Get insurance through super
While you might not be able to insure your mortgage repayments against losing your job, you can -- and should -- protect them against accident or sickness preventing you from working.
And while there are policies available on the open market, there are often policies available through your super fund at a significantly reduced price.
Check with your super fund manager for details and switch policies, if necessary, to get insurance.
Reduce your mortgage
This is most people's biggest expense and biggest worry.
If you can build up a fund -- maybe an offset account against the mortgage -- it can buy you valuable time, allowing you to take "payment holidays'' and skip a few months' payments, until you get back on your feet.
It's a crucial buffer to build into your finances. In addition, any money you have set against your mortgage is earning the best rate of interest, tax-free.
That's because you are saving interest on the offset account balance at the same rate as the mortgage rate. Based on a rate of 9.5 per cent, that is equivalent to a gross return of about 12 per cent for a basic rate taxpayer.
Don't buy whitegoods
It's s classic pre-recession advice. Don't go buying big consumer items because, when the economic downturn hits -- as it already is -- retailers become more desperate for business and are prepared to bargain.

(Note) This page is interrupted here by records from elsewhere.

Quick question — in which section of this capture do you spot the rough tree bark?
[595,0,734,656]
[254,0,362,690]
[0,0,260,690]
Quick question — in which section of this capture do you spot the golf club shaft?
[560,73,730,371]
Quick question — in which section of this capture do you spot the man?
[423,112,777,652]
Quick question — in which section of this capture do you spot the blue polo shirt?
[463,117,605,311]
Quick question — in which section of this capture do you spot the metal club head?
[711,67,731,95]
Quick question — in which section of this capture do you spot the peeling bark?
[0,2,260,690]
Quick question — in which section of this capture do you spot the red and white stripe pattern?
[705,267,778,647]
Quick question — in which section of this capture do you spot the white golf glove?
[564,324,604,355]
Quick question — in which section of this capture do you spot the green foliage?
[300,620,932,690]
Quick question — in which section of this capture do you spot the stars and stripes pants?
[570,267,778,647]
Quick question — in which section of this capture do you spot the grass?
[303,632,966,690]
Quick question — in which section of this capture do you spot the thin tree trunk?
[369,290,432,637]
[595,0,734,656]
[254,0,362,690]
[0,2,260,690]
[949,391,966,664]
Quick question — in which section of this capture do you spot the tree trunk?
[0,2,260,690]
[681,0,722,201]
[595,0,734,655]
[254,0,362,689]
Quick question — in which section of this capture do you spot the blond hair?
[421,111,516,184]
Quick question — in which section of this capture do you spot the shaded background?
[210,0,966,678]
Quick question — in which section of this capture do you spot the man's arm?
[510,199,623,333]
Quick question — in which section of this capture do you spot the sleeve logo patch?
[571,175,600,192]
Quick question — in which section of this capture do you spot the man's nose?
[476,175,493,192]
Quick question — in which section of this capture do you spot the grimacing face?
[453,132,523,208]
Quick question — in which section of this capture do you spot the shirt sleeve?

But you have to be brave, throw aside any coyness and be prepared to ask for daring discounts.
If you don't get what you want, shop around. Remember, retailers of all kinds have big margins to play with, so the right shop will give you a big discount. Playing one off against the other is a good tactic.
Sell your property
If you're looking to move, but have been holding out for a better price, be realistic and take a reasonable offer and move on.
Property prices never fare well in economic downturns because fewer people can afford the costs involved in moving and decorating.
Property prices have already shown signs that they are moving downwards and have been edging down in southern and western Sydney for some time. But the pace and scale of the falls will be much more severe, the worse the downturn becomes.
Across Sydney, prices are just about holding up, but experts say prices could fall by an average of 10 per cent or more in the next year, with the most bearish pundits predicting property price falls of 30 per cent, if recession bites.
So move now and make the most of cheaper furniture and whitegoods in the shops next year.